To stress robustness, the authors introduce 50 “Chaos Modes” that span micro‑perturbations, macro‑scaling errors, operator omissions, constant attrition, and non‑linear dimensional inversions. Traditional Gradient‑Boosted Decision Trees (GBDT) and large language models (LLMs) collapse under these stresses, especially in the “Precision/Scale Attack” and “Constant Attrition” categories, showing abrupt error spikes beyond 10¹⁶.
In contrast, NumberNet remains stable up to 10⁵⁰, achieving zero‑error arithmetic on the mathematical baseline and successfully rediscovering universal constants. The framework autonomously recovers the gravitational constant G ≈ 6.67430 × 10⁻¹¹ m³·kg⁻¹·s⁻², the elementary charge e, and Planck’s constant h with less than 0.1 % relative error, all without any human‑provided hints.

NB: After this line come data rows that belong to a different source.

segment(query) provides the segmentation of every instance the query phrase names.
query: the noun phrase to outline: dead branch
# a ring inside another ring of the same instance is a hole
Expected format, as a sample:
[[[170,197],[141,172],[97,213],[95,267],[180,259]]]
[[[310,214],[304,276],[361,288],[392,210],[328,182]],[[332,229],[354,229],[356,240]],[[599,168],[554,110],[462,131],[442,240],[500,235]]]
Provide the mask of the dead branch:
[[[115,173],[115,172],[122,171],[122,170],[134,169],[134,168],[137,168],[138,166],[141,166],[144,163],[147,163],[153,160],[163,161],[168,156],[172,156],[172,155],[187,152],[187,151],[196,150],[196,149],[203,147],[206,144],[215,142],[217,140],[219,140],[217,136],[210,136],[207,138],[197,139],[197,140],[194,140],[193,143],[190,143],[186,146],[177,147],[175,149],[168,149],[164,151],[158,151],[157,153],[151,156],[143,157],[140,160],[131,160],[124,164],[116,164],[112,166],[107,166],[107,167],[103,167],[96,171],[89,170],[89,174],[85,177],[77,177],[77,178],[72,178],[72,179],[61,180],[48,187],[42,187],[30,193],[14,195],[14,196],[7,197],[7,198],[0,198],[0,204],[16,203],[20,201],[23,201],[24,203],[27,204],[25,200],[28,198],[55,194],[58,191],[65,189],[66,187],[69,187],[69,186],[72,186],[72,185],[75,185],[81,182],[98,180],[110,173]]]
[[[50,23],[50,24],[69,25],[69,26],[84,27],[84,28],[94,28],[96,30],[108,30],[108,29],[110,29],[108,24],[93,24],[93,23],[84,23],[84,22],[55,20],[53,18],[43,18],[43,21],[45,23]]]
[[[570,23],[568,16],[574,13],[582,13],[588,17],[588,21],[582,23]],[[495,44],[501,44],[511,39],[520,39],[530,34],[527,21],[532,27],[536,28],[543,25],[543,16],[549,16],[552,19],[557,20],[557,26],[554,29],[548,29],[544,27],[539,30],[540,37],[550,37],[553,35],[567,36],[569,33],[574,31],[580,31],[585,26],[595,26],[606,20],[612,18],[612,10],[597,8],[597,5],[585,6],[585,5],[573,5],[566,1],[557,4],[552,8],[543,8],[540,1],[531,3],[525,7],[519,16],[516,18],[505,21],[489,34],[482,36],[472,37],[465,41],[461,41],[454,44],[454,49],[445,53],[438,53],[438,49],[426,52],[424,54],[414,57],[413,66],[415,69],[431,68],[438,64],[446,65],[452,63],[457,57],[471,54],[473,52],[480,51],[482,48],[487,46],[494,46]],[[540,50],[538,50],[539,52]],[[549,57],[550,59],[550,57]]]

A rigorous data‑integrity pipeline underpins the experiments: three‑layer SHA‑256 write‑time verification, triple read‑time checks (row count, hash recomputation, float‑leak detection), and a startup precision self‑test that confirms the Decimal engine operates with 100‑digit precision. These safeguards prevent silent corruption in the 30‑billion‑sample corpus, a practical concern often ignored in large‑scale AI research.
The paper concludes that a digit‑native, neuro‑symbolic loop—combining exact arithmetic Transformers, symmetry‑aware layers, Hamiltonian energy descent, and a LaTeX‑mediated symbolic bottleneck—can bridge the gap between statistical pattern matching and genuine scientific reasoning. By eliminating floating‑point loss and forcing every numeric prediction into a mathematically valid expression, the Active Discoverer Framework demonstrates a viable path toward zero‑hallucination AI and fully autonomous discovery agents capable of formulating and verifying new physical laws.